Over recent weeks I have been suffering from a rather bad case of lingering flue, complicated most recently by another crash. For those and other reasons, I fear that my writing output has suffered quite badly. I am now looking to rebuild and re-energise.
The Australian media is dominated by the resignation of Kevin Rudd as Australian Foreign Minister and his apparent charge for the leadership. It's hard to escape it. This is one cartoon. It will be completely obscure to any one outside Australia!
I don't especially want to comment on the specifics of the challenge. However, I did want to make a few broad comments.
I pointed to problems in Mr Rudd's style early after he became PM. These now litter the public criticisms by his colleagues. It may be that he has learned. Certainly his supporters say so. I am inclined to doubt that it affects the basic elements of that style, although it may temper it to some degree.
In a number of posts recently I looked at the way that the internal dynamics of the ALP combined with reporting created its own apparently real world that was in fact divorced from reality. I said that Ms Gillard had to find or create an island of calm in all this. She has not been able to do so. Regardless of the outcomes of any leadership ballot, it is hard to see how the Government can recover. The NSW disease that has afflicted Federal Labor appears to have entered its terminal phase.

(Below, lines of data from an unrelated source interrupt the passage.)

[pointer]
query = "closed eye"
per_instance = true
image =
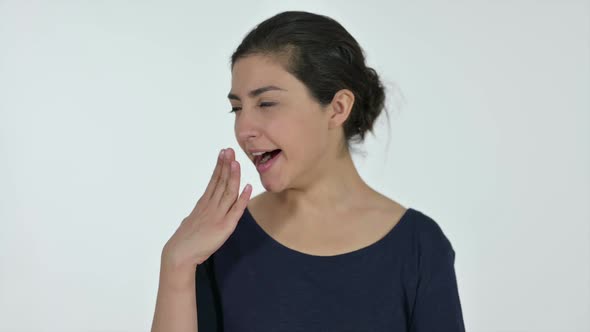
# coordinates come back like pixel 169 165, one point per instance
pixel 235 109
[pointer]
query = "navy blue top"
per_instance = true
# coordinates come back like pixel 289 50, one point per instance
pixel 403 282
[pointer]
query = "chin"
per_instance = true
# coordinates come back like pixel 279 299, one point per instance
pixel 272 186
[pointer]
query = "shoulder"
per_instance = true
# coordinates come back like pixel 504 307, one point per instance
pixel 428 235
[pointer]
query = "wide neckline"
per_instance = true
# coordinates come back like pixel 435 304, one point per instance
pixel 373 246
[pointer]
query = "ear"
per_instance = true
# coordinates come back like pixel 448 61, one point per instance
pixel 340 108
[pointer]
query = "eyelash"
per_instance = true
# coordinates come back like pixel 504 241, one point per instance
pixel 235 109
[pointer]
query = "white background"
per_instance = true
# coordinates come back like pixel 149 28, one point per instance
pixel 112 114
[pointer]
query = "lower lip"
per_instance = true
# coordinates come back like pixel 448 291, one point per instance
pixel 264 167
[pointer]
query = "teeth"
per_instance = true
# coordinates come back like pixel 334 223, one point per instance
pixel 265 159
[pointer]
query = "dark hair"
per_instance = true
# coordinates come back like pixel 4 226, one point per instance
pixel 319 52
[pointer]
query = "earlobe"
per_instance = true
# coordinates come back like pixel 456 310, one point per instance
pixel 341 107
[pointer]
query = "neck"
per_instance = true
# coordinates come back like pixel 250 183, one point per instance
pixel 332 187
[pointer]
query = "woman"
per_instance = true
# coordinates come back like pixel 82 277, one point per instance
pixel 319 250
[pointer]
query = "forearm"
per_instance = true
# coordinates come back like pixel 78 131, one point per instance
pixel 176 305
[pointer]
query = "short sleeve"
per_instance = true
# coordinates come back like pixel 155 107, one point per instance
pixel 209 316
pixel 437 306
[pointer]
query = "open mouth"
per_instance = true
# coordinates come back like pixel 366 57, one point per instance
pixel 266 157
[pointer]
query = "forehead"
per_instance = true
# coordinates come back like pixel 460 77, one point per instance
pixel 255 71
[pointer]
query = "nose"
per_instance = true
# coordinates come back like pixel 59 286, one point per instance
pixel 246 125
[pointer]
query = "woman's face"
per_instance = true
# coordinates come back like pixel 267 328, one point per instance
pixel 275 111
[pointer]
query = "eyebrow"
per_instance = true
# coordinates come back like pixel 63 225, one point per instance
pixel 256 92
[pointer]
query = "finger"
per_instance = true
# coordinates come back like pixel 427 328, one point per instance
pixel 237 209
pixel 233 186
pixel 215 177
pixel 224 177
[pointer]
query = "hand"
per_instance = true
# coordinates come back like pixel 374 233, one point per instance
pixel 213 219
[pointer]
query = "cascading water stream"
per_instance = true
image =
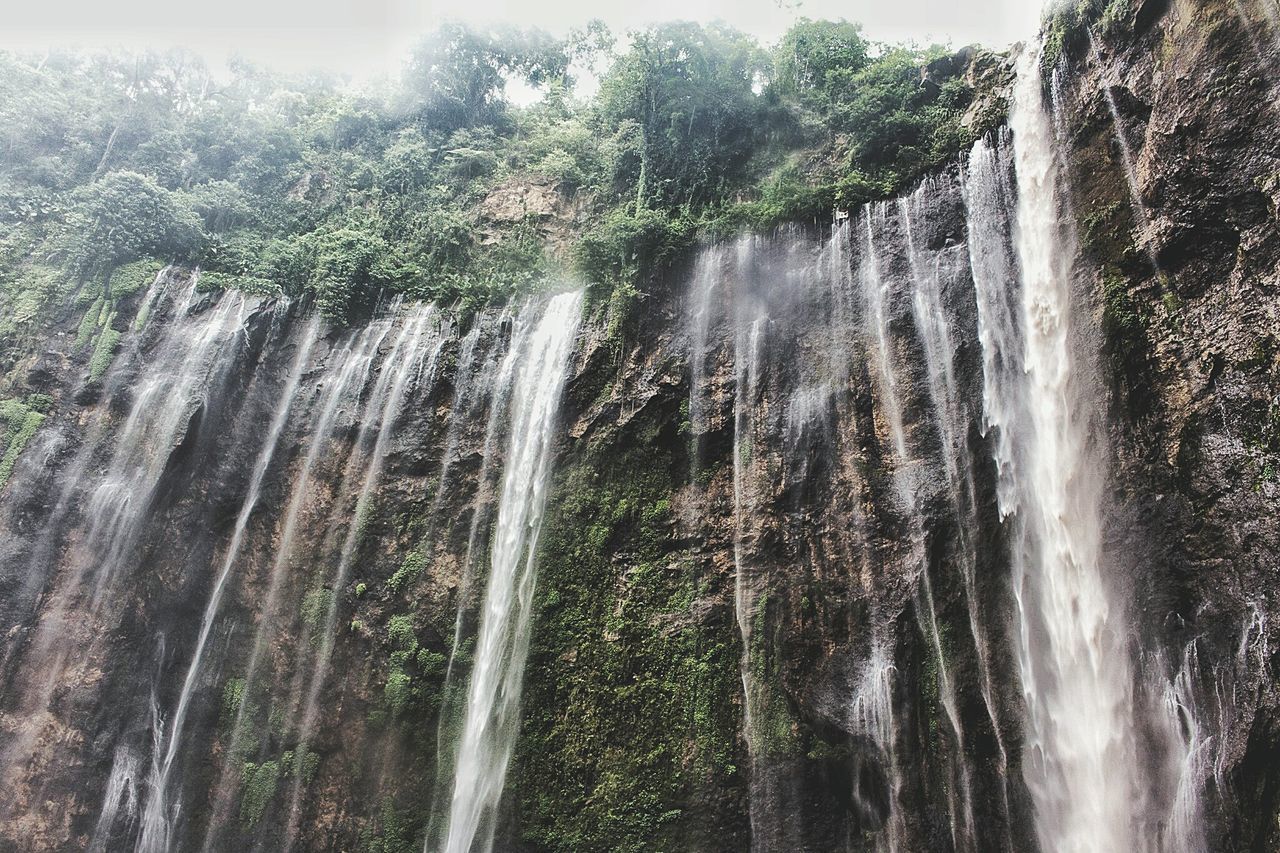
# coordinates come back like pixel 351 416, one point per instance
pixel 876 290
pixel 187 363
pixel 494 381
pixel 1079 761
pixel 493 698
pixel 346 378
pixel 387 400
pixel 159 815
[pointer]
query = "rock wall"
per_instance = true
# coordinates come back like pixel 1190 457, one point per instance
pixel 773 601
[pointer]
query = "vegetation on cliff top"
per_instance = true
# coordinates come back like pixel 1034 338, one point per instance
pixel 309 186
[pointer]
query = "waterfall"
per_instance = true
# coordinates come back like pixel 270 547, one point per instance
pixel 184 370
pixel 931 322
pixel 158 816
pixel 344 379
pixel 1079 760
pixel 384 402
pixel 542 352
pixel 492 381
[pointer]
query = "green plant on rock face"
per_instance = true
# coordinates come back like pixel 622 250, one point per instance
pixel 397 692
pixel 301 765
pixel 315 611
pixel 639 706
pixel 21 422
pixel 257 789
pixel 410 570
pixel 400 634
pixel 104 351
pixel 397 830
pixel 90 323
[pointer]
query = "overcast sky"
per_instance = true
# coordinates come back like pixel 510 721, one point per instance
pixel 368 37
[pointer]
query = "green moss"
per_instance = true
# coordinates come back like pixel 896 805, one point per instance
pixel 301 765
pixel 411 568
pixel 636 710
pixel 430 662
pixel 104 351
pixel 397 692
pixel 129 278
pixel 400 633
pixel 22 420
pixel 90 323
pixel 315 612
pixel 394 831
pixel 259 784
pixel 233 696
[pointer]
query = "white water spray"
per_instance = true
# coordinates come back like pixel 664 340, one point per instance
pixel 493 698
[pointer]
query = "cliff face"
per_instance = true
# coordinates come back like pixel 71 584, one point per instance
pixel 1173 159
pixel 778 602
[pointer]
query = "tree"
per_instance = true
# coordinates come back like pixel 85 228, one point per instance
pixel 456 77
pixel 126 215
pixel 814 55
pixel 691 92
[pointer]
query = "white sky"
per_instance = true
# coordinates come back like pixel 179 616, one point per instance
pixel 369 37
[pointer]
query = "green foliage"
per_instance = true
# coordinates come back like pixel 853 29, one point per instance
pixel 1066 26
pixel 279 186
pixel 396 831
pixel 104 350
pixel 410 570
pixel 257 789
pixel 400 634
pixel 301 765
pixel 636 711
pixel 814 58
pixel 233 694
pixel 19 422
pixel 131 278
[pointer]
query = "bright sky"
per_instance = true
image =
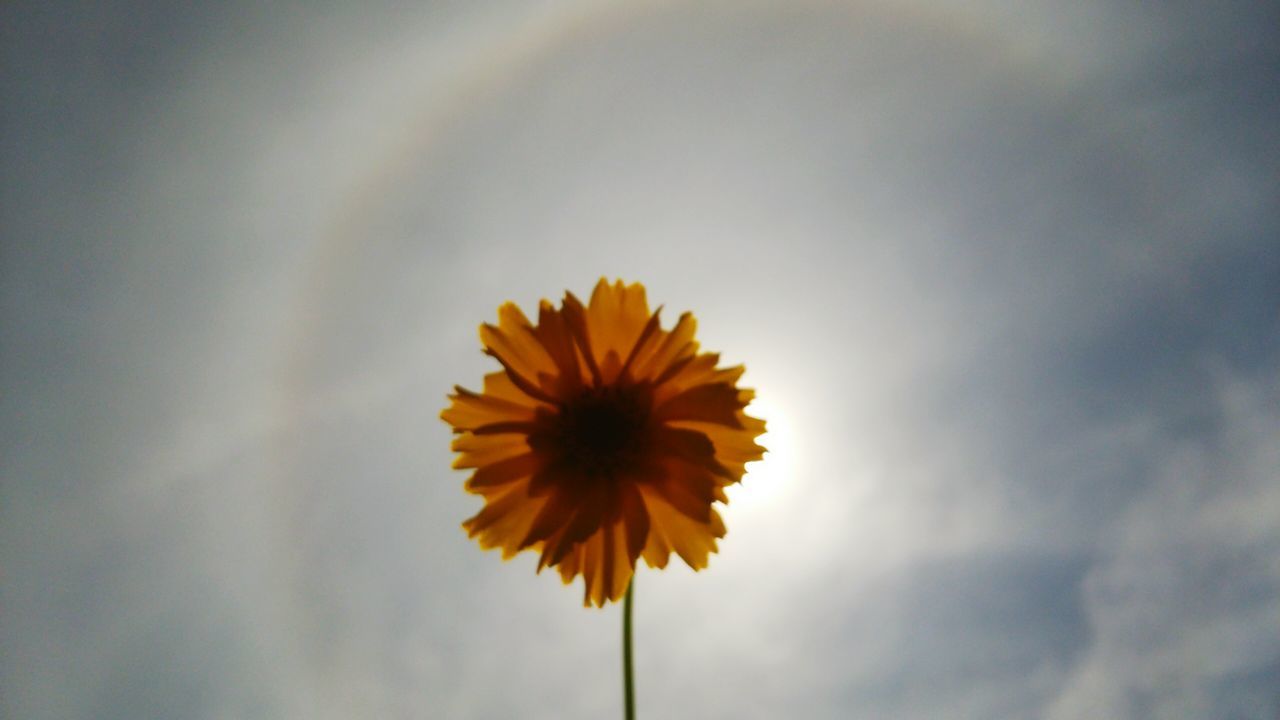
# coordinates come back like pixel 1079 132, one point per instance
pixel 1005 277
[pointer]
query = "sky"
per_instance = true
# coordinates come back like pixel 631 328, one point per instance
pixel 1005 277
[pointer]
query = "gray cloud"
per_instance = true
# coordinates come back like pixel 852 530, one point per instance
pixel 1001 274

In all this, there is one point I made that has not, I think, been discussed.
In talking about Mr Rudd, I said that the administrative structures that supported the Government no longer had the capacity to support his agenda. Subsequent events appeared to support that. I made the same comment with regard to Ms Gillard. Again, there have been problems.
Now that it appears that Mr Abbott could well be our next PM, someone would say that that has been the case for some time, I think it time to subject the coalition policies to the same type of analysis applied to the Government.